Always, always – we put our bodies and minds and spirits under such tremendous strain for someone else.
It is always someone else. Even if we think we’re doing it for ourselves (our work, our careers, our relationship, our success), I promise you that digging deeper will reveal that it ultimately comes down to an external ideal:
Someone else’s reaction
Societal expectations
Cultural ideals
Family traditions (“this is the way we’ve always done it”)
Community pressure
Because c’mon, would we really do all this wear-and-tear to ourselves if it was …. just up to us?
Going back to my tragic mid-poop story: If it was just up to me in that moment, as I was on that toilet doing a poo, I would have trusted that the other humans in the house had things under control and would calm things down.

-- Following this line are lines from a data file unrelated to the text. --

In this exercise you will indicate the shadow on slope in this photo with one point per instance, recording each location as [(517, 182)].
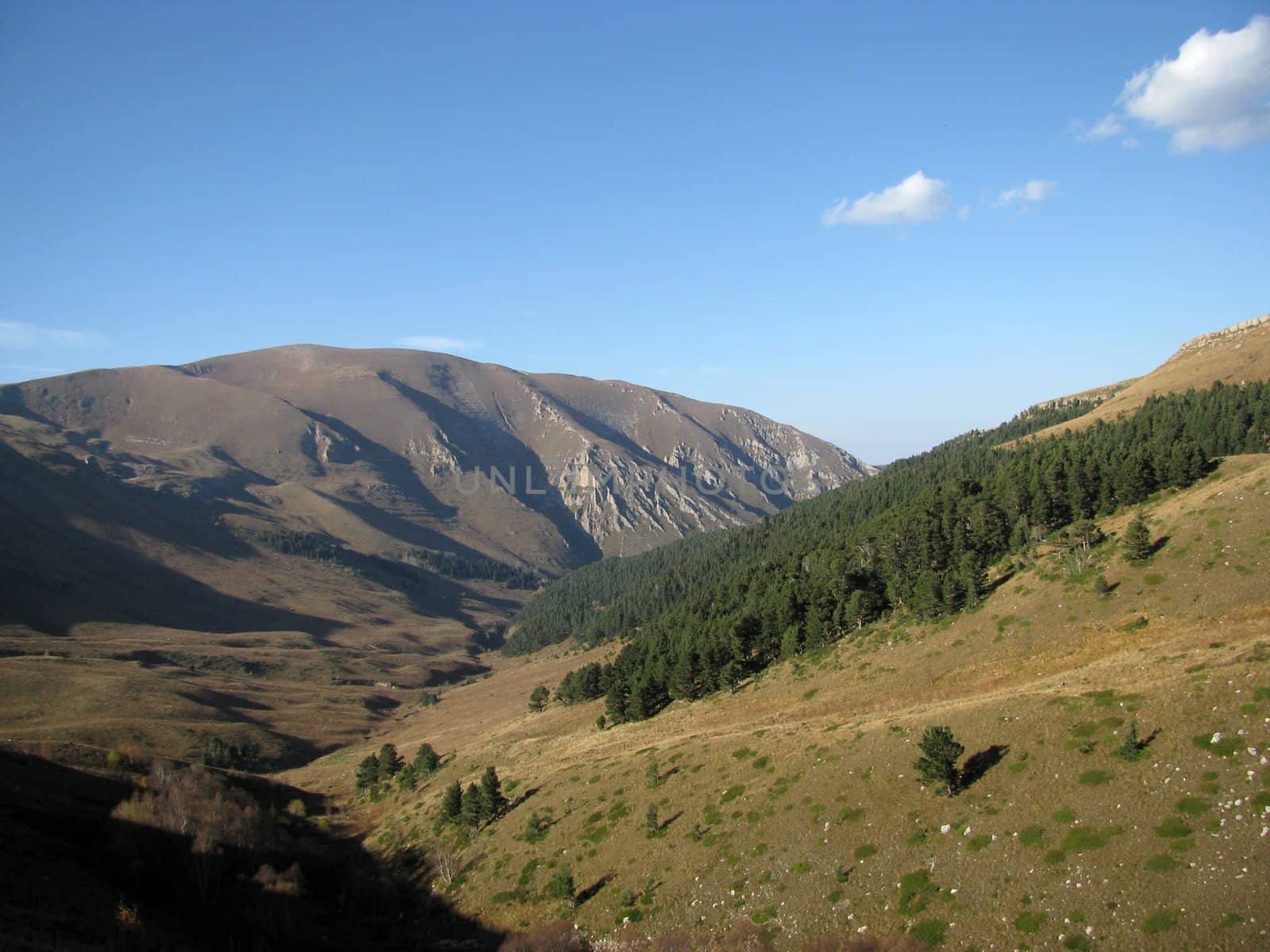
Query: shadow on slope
[(92, 862), (59, 575)]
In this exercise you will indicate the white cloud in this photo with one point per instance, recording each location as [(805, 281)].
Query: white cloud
[(1216, 93), (452, 346), (916, 198), (18, 336), (1028, 194)]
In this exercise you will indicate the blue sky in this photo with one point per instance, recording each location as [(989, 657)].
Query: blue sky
[(666, 194)]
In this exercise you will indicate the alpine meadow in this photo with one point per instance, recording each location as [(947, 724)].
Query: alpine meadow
[(521, 479)]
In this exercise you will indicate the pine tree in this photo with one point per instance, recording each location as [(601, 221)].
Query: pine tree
[(368, 774), (492, 793), (473, 812), (1137, 539), (652, 825), (539, 698), (391, 762), (560, 886), (425, 761), (941, 752), (1132, 748), (452, 803)]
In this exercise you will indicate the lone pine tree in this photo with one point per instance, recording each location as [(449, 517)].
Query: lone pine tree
[(452, 803), (941, 752), (492, 795), (1137, 539), (539, 698)]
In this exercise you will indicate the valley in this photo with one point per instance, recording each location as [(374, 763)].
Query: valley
[(740, 772)]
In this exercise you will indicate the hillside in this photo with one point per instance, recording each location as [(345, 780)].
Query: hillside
[(283, 547), (1232, 355), (400, 448), (793, 803)]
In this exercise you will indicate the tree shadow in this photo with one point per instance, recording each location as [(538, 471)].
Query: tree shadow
[(668, 820), (981, 763), (521, 799), (84, 871), (997, 583), (594, 889)]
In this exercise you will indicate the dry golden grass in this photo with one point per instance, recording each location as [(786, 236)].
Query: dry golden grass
[(1231, 357), (806, 777)]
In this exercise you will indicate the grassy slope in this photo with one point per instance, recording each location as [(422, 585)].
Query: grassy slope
[(802, 774), (1231, 355), (163, 628)]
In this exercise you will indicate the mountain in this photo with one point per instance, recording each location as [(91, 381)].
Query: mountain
[(733, 753), (1232, 355), (412, 448), (729, 755), (308, 532)]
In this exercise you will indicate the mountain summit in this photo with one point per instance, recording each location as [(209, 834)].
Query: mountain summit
[(383, 448)]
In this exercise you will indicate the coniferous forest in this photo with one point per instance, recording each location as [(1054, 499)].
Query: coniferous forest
[(705, 613)]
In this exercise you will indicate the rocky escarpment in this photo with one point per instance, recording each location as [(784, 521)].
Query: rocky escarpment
[(391, 450)]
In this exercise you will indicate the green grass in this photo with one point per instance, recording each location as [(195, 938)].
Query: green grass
[(1032, 837), (1083, 839), (916, 892), (1172, 828), (1162, 920), (933, 932), (1193, 806), (1162, 862), (1030, 923)]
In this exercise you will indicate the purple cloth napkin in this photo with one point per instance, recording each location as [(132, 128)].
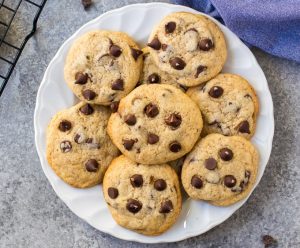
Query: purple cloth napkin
[(272, 25)]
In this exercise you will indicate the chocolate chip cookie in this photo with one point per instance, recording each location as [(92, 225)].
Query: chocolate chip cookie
[(155, 123), (229, 105), (151, 74), (78, 147), (220, 169), (143, 198), (103, 66), (189, 47)]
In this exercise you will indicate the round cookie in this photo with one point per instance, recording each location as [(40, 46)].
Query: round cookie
[(189, 47), (155, 123), (151, 74), (143, 198), (220, 169), (78, 147), (103, 66), (229, 105)]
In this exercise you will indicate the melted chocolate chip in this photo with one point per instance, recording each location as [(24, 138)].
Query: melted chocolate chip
[(155, 44), (205, 44), (89, 95), (113, 193), (65, 146), (92, 165), (229, 181), (86, 109), (64, 125), (134, 206), (244, 127), (136, 181), (160, 184), (81, 78), (152, 138), (215, 91), (225, 154), (175, 146), (128, 144), (200, 69), (154, 78), (118, 84), (151, 110), (177, 63), (210, 164), (130, 119), (170, 27), (115, 50), (173, 120), (196, 182), (166, 207), (136, 53)]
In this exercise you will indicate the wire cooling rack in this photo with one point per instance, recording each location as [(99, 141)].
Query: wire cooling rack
[(13, 37)]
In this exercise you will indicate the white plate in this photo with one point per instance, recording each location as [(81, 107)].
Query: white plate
[(137, 20)]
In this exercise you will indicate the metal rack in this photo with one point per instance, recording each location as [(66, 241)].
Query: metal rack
[(8, 62)]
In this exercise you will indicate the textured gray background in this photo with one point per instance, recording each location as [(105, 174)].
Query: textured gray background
[(31, 215)]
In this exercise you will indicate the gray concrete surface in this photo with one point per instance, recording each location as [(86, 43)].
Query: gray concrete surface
[(31, 215)]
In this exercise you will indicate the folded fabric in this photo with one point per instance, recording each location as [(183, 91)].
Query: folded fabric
[(272, 25)]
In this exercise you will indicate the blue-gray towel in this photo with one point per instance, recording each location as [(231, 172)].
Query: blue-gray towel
[(272, 25)]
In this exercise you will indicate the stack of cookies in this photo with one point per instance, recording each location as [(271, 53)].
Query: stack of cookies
[(166, 102)]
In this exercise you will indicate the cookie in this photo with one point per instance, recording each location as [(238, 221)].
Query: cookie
[(220, 169), (229, 105), (189, 47), (155, 123), (143, 198), (103, 66), (151, 74), (78, 147)]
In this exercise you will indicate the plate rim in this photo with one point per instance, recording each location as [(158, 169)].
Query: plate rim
[(38, 105)]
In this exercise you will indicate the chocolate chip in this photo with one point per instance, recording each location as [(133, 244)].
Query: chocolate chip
[(229, 181), (81, 78), (175, 146), (115, 50), (89, 95), (160, 184), (155, 44), (65, 146), (173, 120), (215, 91), (64, 125), (205, 44), (166, 207), (86, 109), (225, 154), (130, 119), (151, 110), (128, 144), (152, 138), (114, 106), (136, 53), (118, 84), (86, 3), (154, 78), (113, 193), (177, 63), (92, 165), (243, 127), (210, 163), (134, 206), (136, 181), (200, 69), (196, 182), (170, 27)]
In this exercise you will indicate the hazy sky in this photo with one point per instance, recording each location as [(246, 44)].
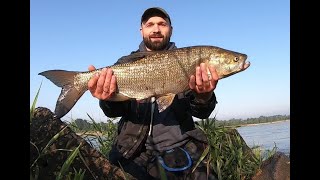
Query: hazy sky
[(72, 34)]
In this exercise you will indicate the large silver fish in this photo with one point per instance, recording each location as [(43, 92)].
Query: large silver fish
[(159, 74)]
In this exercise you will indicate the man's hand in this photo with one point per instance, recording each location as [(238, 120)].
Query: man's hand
[(102, 85), (204, 82)]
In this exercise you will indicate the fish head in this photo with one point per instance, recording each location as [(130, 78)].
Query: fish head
[(228, 62)]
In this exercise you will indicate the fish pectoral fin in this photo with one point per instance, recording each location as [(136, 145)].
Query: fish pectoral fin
[(165, 101)]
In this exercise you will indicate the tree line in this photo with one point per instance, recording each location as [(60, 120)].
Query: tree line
[(241, 122), (81, 125)]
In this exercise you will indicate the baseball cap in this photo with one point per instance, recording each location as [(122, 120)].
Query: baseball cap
[(150, 12)]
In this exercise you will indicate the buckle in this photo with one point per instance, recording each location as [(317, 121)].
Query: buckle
[(176, 159)]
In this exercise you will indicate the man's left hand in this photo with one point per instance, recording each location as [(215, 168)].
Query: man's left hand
[(204, 82)]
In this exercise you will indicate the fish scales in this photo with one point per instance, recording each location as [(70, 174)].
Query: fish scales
[(161, 74)]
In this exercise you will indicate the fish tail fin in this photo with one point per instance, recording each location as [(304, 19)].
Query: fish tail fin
[(69, 93)]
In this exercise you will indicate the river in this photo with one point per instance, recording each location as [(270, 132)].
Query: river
[(268, 135)]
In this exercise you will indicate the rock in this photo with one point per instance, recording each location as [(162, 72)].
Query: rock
[(43, 127), (277, 167)]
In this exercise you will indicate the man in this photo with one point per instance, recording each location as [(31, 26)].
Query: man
[(147, 140)]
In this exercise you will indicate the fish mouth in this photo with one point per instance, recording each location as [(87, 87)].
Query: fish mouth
[(245, 65)]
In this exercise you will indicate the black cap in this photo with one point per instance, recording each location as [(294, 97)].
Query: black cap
[(154, 11)]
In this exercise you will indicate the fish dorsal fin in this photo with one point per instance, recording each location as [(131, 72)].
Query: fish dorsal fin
[(165, 101)]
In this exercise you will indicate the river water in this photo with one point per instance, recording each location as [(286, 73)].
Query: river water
[(268, 135)]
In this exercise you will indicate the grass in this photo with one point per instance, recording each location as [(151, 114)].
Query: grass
[(226, 153), (34, 168)]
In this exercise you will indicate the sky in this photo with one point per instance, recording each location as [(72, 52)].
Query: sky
[(73, 34)]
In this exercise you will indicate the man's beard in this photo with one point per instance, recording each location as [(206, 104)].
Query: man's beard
[(156, 46)]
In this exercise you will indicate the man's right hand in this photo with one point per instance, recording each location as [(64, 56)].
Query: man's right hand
[(102, 85)]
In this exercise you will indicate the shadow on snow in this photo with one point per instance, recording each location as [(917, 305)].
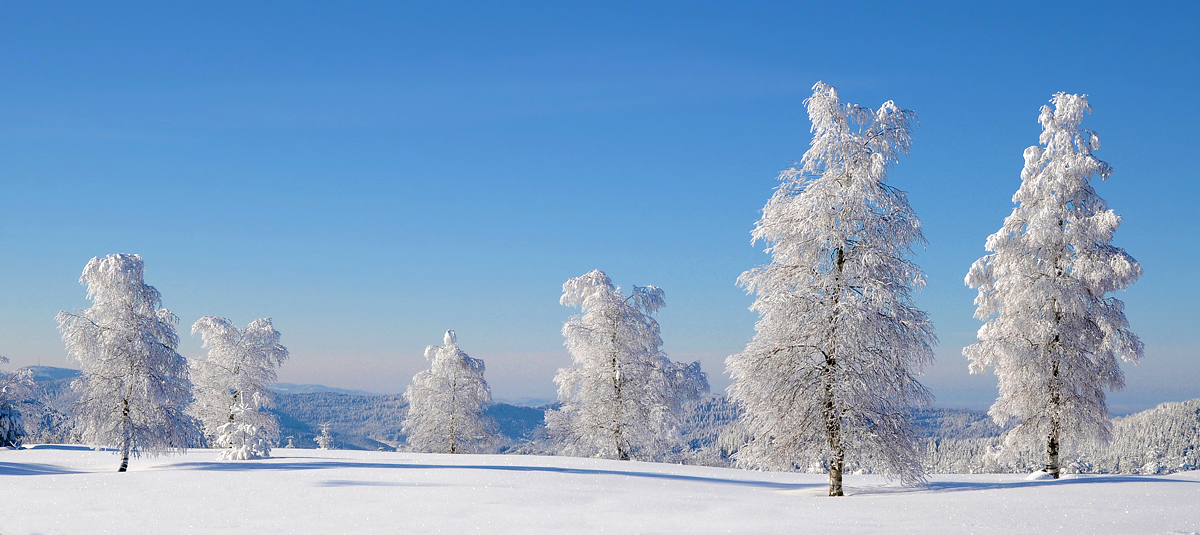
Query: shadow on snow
[(33, 469), (966, 486), (330, 464)]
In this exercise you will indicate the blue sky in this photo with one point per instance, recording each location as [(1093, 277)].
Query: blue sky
[(371, 175)]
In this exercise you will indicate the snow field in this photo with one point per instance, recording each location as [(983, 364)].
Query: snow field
[(67, 490)]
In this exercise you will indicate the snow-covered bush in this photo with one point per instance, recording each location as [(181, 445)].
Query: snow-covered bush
[(232, 379), (325, 439), (831, 374), (622, 398), (135, 386), (447, 403), (240, 440), (1051, 336)]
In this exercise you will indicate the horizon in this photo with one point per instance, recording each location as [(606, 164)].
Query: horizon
[(373, 176)]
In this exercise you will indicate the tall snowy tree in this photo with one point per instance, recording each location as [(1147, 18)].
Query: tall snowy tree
[(13, 388), (622, 398), (135, 386), (447, 403), (832, 371), (231, 385), (1050, 335)]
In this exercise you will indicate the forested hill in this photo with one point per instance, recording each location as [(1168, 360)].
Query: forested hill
[(1163, 439), (372, 422)]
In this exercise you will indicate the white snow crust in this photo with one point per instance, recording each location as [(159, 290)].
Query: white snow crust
[(71, 490)]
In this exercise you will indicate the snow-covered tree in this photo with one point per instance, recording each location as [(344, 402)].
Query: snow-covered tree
[(13, 386), (447, 403), (135, 386), (622, 398), (1050, 335), (832, 371), (325, 439), (240, 440), (232, 378)]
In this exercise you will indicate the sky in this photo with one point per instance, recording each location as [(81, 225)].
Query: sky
[(372, 174)]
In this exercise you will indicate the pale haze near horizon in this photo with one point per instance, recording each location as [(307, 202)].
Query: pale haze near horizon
[(370, 178)]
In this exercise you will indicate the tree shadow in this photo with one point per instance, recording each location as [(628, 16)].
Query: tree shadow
[(64, 448), (33, 469), (967, 486), (331, 464)]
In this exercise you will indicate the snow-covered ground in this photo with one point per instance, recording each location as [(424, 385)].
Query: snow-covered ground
[(67, 490)]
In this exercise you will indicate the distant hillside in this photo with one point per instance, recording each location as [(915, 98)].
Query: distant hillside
[(376, 421), (51, 373), (1163, 439), (288, 388)]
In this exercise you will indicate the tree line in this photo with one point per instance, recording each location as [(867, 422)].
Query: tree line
[(829, 378)]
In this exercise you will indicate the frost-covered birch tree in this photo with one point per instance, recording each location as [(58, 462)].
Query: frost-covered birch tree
[(447, 403), (1051, 336), (135, 388), (13, 386), (232, 385), (622, 397), (831, 374)]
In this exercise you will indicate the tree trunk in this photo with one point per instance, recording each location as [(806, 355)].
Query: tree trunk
[(1053, 455), (835, 475), (125, 436), (833, 420), (833, 427)]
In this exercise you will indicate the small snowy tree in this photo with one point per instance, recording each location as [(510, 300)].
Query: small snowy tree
[(135, 388), (232, 379), (447, 403), (325, 439), (622, 398), (240, 440), (13, 386), (1050, 335), (832, 371)]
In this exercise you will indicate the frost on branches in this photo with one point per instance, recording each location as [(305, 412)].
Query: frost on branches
[(831, 374), (13, 388), (447, 402), (133, 386), (239, 440), (622, 398), (231, 385), (1050, 335)]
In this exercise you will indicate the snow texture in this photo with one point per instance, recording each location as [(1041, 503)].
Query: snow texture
[(1051, 336), (447, 403), (831, 373), (623, 397), (135, 388), (232, 384), (53, 490)]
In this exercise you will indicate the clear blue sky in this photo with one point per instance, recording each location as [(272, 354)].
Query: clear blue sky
[(373, 175)]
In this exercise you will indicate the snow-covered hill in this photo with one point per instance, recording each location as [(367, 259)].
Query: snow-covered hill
[(67, 490)]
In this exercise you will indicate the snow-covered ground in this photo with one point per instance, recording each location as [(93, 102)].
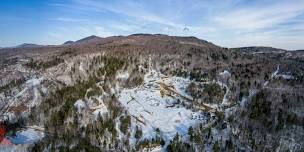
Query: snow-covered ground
[(151, 109), (28, 136)]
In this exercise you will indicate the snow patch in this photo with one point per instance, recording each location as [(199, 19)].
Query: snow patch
[(150, 109)]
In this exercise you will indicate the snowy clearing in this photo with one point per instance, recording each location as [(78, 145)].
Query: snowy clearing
[(152, 105)]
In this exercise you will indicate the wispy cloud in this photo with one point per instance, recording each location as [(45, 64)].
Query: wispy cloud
[(261, 16), (230, 23), (68, 19)]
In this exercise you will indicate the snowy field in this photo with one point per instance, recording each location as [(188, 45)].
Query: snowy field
[(151, 109)]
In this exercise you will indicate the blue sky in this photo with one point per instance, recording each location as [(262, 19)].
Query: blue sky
[(228, 23)]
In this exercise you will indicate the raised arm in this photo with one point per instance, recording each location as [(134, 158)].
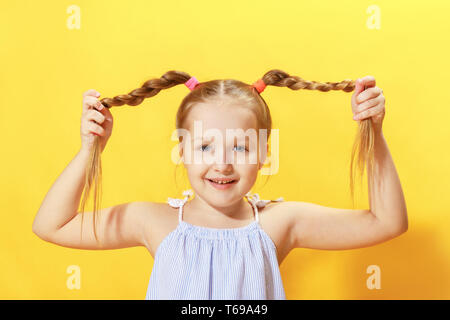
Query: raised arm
[(320, 227), (58, 221)]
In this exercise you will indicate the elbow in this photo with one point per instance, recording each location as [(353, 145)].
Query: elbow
[(399, 229), (38, 231)]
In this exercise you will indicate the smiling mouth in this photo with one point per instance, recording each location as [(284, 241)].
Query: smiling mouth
[(222, 182)]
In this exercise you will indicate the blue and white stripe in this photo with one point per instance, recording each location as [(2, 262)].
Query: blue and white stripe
[(200, 263)]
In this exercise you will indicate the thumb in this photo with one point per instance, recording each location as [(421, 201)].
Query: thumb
[(359, 87)]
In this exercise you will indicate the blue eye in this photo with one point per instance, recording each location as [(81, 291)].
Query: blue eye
[(244, 148), (205, 145)]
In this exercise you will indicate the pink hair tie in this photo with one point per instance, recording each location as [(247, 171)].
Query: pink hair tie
[(191, 83), (259, 85)]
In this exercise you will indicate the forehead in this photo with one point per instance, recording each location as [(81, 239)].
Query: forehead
[(221, 116)]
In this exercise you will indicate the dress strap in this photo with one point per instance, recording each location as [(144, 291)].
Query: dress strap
[(179, 203), (256, 202)]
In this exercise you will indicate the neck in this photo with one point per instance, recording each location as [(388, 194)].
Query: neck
[(240, 210)]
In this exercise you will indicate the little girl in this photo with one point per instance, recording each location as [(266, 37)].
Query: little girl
[(224, 243)]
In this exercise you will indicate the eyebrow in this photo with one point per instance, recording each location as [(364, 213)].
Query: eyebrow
[(212, 138)]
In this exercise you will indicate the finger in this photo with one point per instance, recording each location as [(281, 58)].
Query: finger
[(90, 102), (91, 92), (369, 81), (366, 104), (96, 116), (367, 94), (368, 113), (359, 87), (96, 129)]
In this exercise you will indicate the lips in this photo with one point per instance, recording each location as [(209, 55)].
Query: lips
[(221, 186)]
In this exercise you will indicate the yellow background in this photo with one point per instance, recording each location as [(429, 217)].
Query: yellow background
[(45, 68)]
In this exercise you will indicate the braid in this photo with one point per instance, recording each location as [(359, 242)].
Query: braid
[(93, 174), (280, 78), (363, 146), (149, 89)]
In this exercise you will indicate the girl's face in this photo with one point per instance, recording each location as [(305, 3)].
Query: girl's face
[(224, 144)]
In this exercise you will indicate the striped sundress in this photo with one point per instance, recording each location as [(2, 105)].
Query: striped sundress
[(200, 263)]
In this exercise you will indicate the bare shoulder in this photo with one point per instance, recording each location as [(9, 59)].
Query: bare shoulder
[(276, 221), (159, 220)]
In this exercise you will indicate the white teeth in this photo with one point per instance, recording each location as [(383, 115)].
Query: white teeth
[(222, 182)]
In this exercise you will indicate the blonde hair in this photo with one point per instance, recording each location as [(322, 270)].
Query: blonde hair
[(247, 96)]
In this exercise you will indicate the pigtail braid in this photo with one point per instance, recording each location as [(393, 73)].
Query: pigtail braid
[(363, 145), (94, 169)]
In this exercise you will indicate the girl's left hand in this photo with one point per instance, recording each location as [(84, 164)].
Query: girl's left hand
[(368, 101)]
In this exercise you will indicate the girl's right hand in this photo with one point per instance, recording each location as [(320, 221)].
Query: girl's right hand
[(95, 120)]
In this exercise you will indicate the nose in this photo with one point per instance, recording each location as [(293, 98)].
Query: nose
[(220, 160)]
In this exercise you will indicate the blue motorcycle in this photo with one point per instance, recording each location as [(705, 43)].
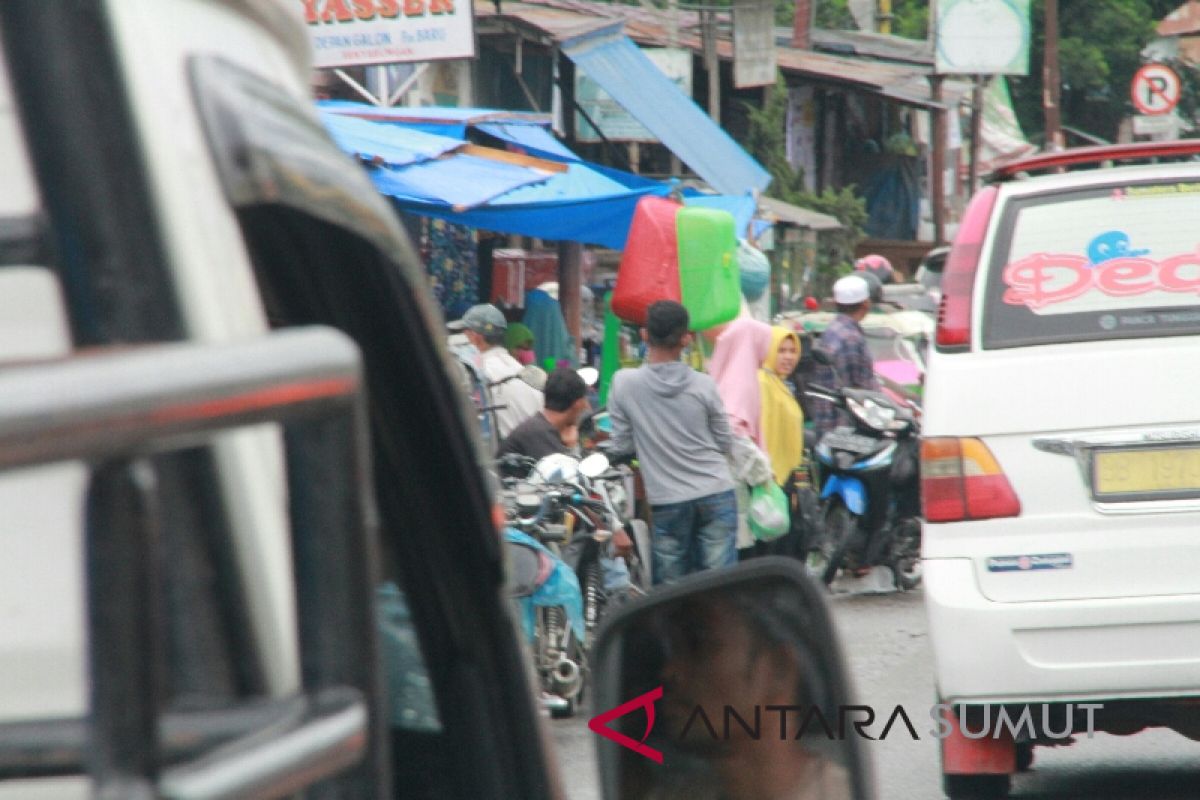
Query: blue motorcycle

I would have relaxed in the knowledge that the situation would be taken care of by the people who knew how to handle it. I would have come out of the toilet calmly, assessed the situation clearer and possibly found a more useful way of helping.
I wouldn’t have leapt up mid-poop just to rush out and make my presence known at the scene; to perform ‘managing a situation’ that I was honestly too panicked to manage properly; to yelp along with the other 10-11 people just so I could ‘prove’ my concern.
Every time I poo now I sink into the gratitude of what it means to be able to be left alone and to poop fully in peace. To let my body be a body and do its bodily things – that shouldn’t be too much to ask, right?
(So yes, my gratitude practice now includes my toilet movements!)
Unless something is a matter of life and death, and you’re the only person upon whom that life/death situation depends on, most things can wait. I mean, really wait – long enough for you to sleep a full night’s sleep, to eat a proper meal and to poop to completion.
Because really – why are we really creating all this harshness for ourselves and who are we doing it for?
Is something really that urgent that you need to stop midway through a literal turd coming out your bumhole to ‘show up’? I don’t think so.
Extrapolate please – while it may not be a case of half-arsing your poos (pun intended), take this lesson for every time you’re ‘forgetting’ to eat, or surviving on 4 hours sleep, or ignoring that chronic pain because you’re too stressed doing/fulfilling/completing/managing something else for someone else.